Zurzeit gilt Prostitution in der Schweiz als Sittenwidrig, weshalb ein ganzer Berufszweig neben der sozialen auch massive rechtliche Diskriminierung erfährt. Die Sittenwidrigkeit wird damit begründet, dass niemand vertraglich zur Leistung von sexuellen Handlungen verpflichtet werden darf. Als Gegenstück dazu kann auch das Honorar nicht eingefordert werden. Da die Sexualität ein so sensibler Bereich ist, finde ich den ersten Teil absolut gerechtfertigt. Prostitution ist ein Beruf, aber keiner wie jeder andere- er braucht spezielle Schutznormen.

Diese sind aber nicht mit Repressionen zu verwechseln!! In Österreich müssen Prostituierte zum Beispiel gemeldet sein. Aufgrund der immer noch existierenden Stigmatisierung und dem faktisch fehlenden Datenschutz in diesem Bereich ist dies sehr problematisch. In der Vergangenheit ist es vorgekommen, dass die Polizei beim "bürgerlichen" Arbeitsplatz von Prostituierten vorbeigekommen sind um sie blosszustellen, wenn diese nicht erniedrigende Zwangsuntersuchungen über sich ergehen lassen wollten. Auch Erpressungen durch Personen, welche an die Meldedaten gekommen sind (Beamte oder Unbeteiligte), haben sich schon vielfach ereignet. Sexarbeiterinnen werden offiziell gebrandmarkt und haben es deshalb wesentlich schwerer einen Berufswechsel durchzuführen, obwohl letzteres ganz im Sinne von Prostitutionsgegnern sein sollte.

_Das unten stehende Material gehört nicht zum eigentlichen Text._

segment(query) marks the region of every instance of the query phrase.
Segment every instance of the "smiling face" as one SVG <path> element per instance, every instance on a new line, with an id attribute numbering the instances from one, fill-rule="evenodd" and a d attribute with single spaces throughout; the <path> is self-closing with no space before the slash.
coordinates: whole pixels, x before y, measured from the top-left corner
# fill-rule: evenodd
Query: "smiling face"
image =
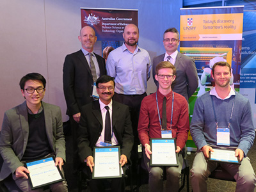
<path id="1" fill-rule="evenodd" d="M 38 107 L 40 108 L 41 106 L 41 100 L 44 97 L 45 89 L 44 89 L 44 92 L 41 93 L 38 93 L 36 90 L 35 90 L 34 93 L 28 93 L 26 89 L 36 89 L 38 88 L 44 88 L 44 84 L 42 81 L 39 80 L 30 79 L 26 82 L 24 90 L 21 90 L 21 93 L 22 94 L 23 97 L 25 97 L 27 101 L 27 106 L 29 109 Z"/>
<path id="2" fill-rule="evenodd" d="M 85 26 L 81 29 L 78 39 L 82 44 L 82 47 L 88 52 L 93 51 L 93 46 L 97 41 L 97 36 L 93 29 L 90 26 Z"/>

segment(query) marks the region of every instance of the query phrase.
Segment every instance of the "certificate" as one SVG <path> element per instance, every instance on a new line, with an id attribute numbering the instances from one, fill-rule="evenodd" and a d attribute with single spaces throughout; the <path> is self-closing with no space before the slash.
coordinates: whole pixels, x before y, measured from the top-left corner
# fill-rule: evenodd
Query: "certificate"
<path id="1" fill-rule="evenodd" d="M 150 139 L 150 166 L 179 166 L 175 138 Z"/>
<path id="2" fill-rule="evenodd" d="M 59 166 L 55 166 L 52 157 L 27 162 L 25 166 L 30 172 L 28 177 L 32 189 L 64 180 Z"/>
<path id="3" fill-rule="evenodd" d="M 238 157 L 235 156 L 235 150 L 232 149 L 213 148 L 209 152 L 209 160 L 225 163 L 241 164 Z"/>
<path id="4" fill-rule="evenodd" d="M 122 177 L 119 146 L 95 147 L 92 179 Z"/>

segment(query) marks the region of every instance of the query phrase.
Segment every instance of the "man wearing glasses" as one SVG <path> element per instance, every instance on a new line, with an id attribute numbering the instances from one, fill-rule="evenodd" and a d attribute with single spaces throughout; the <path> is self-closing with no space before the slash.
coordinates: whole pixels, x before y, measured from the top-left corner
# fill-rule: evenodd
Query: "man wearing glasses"
<path id="1" fill-rule="evenodd" d="M 0 180 L 12 177 L 22 191 L 43 190 L 31 191 L 26 161 L 52 155 L 55 157 L 55 165 L 61 170 L 65 161 L 61 111 L 59 107 L 42 101 L 45 84 L 45 79 L 40 74 L 24 76 L 20 86 L 25 102 L 4 113 L 0 140 L 4 160 Z M 12 182 L 4 184 L 10 191 L 14 191 Z M 52 191 L 68 191 L 65 181 L 51 184 L 50 188 Z"/>
<path id="2" fill-rule="evenodd" d="M 161 61 L 170 61 L 177 70 L 175 81 L 172 84 L 174 92 L 188 99 L 194 93 L 198 86 L 197 72 L 195 61 L 178 52 L 180 44 L 179 34 L 175 28 L 170 28 L 164 33 L 163 44 L 166 52 L 153 59 L 153 77 L 156 86 L 158 81 L 155 78 L 156 65 Z"/>
<path id="3" fill-rule="evenodd" d="M 94 160 L 93 147 L 120 146 L 119 163 L 123 166 L 131 156 L 133 134 L 128 106 L 112 100 L 115 94 L 114 78 L 102 76 L 96 81 L 99 99 L 84 106 L 77 139 L 78 152 L 82 162 L 86 162 L 86 172 L 92 175 Z M 90 176 L 91 177 L 91 176 Z M 91 179 L 91 191 L 104 191 L 106 179 Z M 124 178 L 111 179 L 111 191 L 124 191 Z"/>
<path id="4" fill-rule="evenodd" d="M 181 150 L 188 139 L 189 128 L 188 105 L 186 99 L 172 90 L 175 68 L 168 61 L 156 67 L 158 90 L 145 97 L 141 102 L 138 132 L 144 147 L 143 159 L 149 173 L 149 191 L 163 191 L 163 173 L 166 173 L 166 191 L 178 191 L 183 159 Z M 178 166 L 150 166 L 150 138 L 176 138 Z"/>

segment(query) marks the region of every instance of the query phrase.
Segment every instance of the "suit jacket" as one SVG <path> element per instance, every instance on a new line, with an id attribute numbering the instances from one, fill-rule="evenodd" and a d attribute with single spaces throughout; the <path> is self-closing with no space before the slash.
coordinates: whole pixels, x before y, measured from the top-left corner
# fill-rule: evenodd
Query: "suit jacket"
<path id="1" fill-rule="evenodd" d="M 42 104 L 46 134 L 51 148 L 56 157 L 61 157 L 65 161 L 65 138 L 60 108 L 44 102 Z M 28 136 L 28 109 L 25 101 L 4 113 L 0 140 L 0 152 L 4 159 L 0 180 L 14 173 L 18 167 L 24 166 L 20 160 L 25 152 Z"/>
<path id="2" fill-rule="evenodd" d="M 112 130 L 121 148 L 121 154 L 129 159 L 133 146 L 133 134 L 128 106 L 112 100 Z M 93 156 L 102 130 L 102 118 L 99 100 L 82 108 L 79 127 L 78 152 L 82 162 Z"/>
<path id="3" fill-rule="evenodd" d="M 100 76 L 106 74 L 105 60 L 95 54 L 100 69 Z M 93 80 L 86 59 L 81 50 L 66 56 L 63 65 L 63 90 L 67 114 L 73 115 L 81 108 L 93 100 Z"/>
<path id="4" fill-rule="evenodd" d="M 156 80 L 156 67 L 163 61 L 164 54 L 159 55 L 153 59 L 153 78 L 158 88 L 158 81 Z M 194 60 L 178 52 L 175 63 L 176 79 L 172 83 L 172 89 L 174 92 L 188 99 L 195 93 L 198 86 L 197 72 Z"/>

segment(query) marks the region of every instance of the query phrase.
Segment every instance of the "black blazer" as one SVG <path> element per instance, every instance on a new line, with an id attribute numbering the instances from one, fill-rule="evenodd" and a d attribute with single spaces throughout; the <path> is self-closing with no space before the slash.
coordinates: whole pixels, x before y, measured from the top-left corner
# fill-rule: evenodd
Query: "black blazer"
<path id="1" fill-rule="evenodd" d="M 121 148 L 121 155 L 129 159 L 133 146 L 133 134 L 128 106 L 112 100 L 112 127 Z M 77 138 L 78 153 L 82 162 L 92 156 L 102 130 L 102 118 L 99 100 L 83 106 Z"/>
<path id="2" fill-rule="evenodd" d="M 100 68 L 100 76 L 106 74 L 105 60 L 95 54 Z M 93 80 L 86 59 L 81 50 L 68 54 L 63 65 L 63 90 L 67 114 L 73 115 L 92 100 Z"/>

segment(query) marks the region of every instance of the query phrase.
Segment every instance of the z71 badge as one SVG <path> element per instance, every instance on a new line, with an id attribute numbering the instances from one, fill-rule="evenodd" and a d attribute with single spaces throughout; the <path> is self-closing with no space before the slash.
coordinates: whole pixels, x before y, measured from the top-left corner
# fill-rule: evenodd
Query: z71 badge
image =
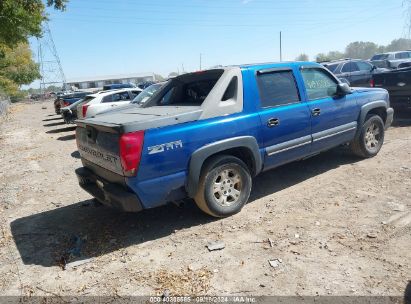
<path id="1" fill-rule="evenodd" d="M 183 147 L 183 142 L 181 140 L 169 142 L 166 144 L 161 144 L 157 146 L 148 147 L 148 154 L 157 154 L 169 150 L 179 149 Z"/>

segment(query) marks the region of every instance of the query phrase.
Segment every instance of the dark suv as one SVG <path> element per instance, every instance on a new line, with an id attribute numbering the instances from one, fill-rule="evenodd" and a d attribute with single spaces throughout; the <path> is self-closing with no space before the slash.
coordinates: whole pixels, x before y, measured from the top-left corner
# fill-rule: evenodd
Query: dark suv
<path id="1" fill-rule="evenodd" d="M 361 59 L 342 59 L 322 63 L 328 70 L 352 87 L 370 87 L 372 75 L 387 69 L 377 68 Z"/>

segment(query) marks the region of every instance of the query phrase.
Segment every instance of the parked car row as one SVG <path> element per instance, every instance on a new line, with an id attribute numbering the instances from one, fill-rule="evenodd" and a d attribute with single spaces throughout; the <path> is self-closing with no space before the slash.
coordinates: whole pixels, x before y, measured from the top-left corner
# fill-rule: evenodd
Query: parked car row
<path id="1" fill-rule="evenodd" d="M 87 96 L 76 120 L 80 186 L 128 212 L 193 198 L 209 215 L 232 215 L 263 171 L 343 144 L 377 155 L 394 113 L 386 90 L 350 88 L 310 62 L 179 75 L 111 108 L 132 90 Z"/>
<path id="2" fill-rule="evenodd" d="M 374 74 L 388 71 L 361 59 L 342 59 L 322 64 L 341 81 L 353 87 L 370 87 Z"/>
<path id="3" fill-rule="evenodd" d="M 132 104 L 142 105 L 151 97 L 163 83 L 155 83 L 145 90 L 134 87 L 129 89 L 114 89 L 100 91 L 86 95 L 74 103 L 60 109 L 61 116 L 67 124 L 74 123 L 76 119 L 92 117 L 106 111 Z"/>
<path id="4" fill-rule="evenodd" d="M 379 68 L 398 69 L 411 63 L 411 51 L 388 52 L 376 54 L 370 59 L 371 63 Z"/>
<path id="5" fill-rule="evenodd" d="M 373 75 L 371 84 L 388 90 L 396 112 L 411 112 L 411 67 Z"/>

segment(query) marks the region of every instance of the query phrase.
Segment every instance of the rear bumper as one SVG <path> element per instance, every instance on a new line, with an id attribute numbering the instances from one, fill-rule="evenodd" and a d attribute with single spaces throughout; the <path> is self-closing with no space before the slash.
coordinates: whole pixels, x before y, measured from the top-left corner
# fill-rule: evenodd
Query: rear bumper
<path id="1" fill-rule="evenodd" d="M 143 209 L 136 194 L 124 187 L 108 183 L 87 168 L 76 169 L 79 185 L 102 204 L 125 212 L 138 212 Z"/>
<path id="2" fill-rule="evenodd" d="M 394 109 L 388 108 L 387 109 L 387 119 L 385 121 L 385 129 L 388 129 L 394 120 Z"/>

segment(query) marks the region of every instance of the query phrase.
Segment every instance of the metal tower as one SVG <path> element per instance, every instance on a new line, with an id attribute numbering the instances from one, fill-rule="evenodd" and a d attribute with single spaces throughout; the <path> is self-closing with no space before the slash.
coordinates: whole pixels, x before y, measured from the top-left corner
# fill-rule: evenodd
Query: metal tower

Es gibt eine vielzahl von Berufen, welche Sonderregeln brauchen, Sexarbeit ist damit nicht alleine. Wie ich in einem früheren Post geschrieben habe, sollten Prostituierte mit der neuen Regelung nicht zu sexuellen Handlungen verpflichtet werden, sondern das Honorar zurückgeben falls sie ihren Teil aus welchen Gründen auch immer nicht erfüllen können/wollen.

In der Praxis wird diese Regelung unbedeutend sein, da alle Sexarbeiterinnen ausser den unerfahrensten und gutgläubigsten/naivsten das Honorar vorher verlangen. Sie enthält allerdings eine wichtige Stellungnahme, nämlich dass die Rechte von Sexarbeiterinnen respektiert werden sollen wie diejenigen anderer Menschen auch.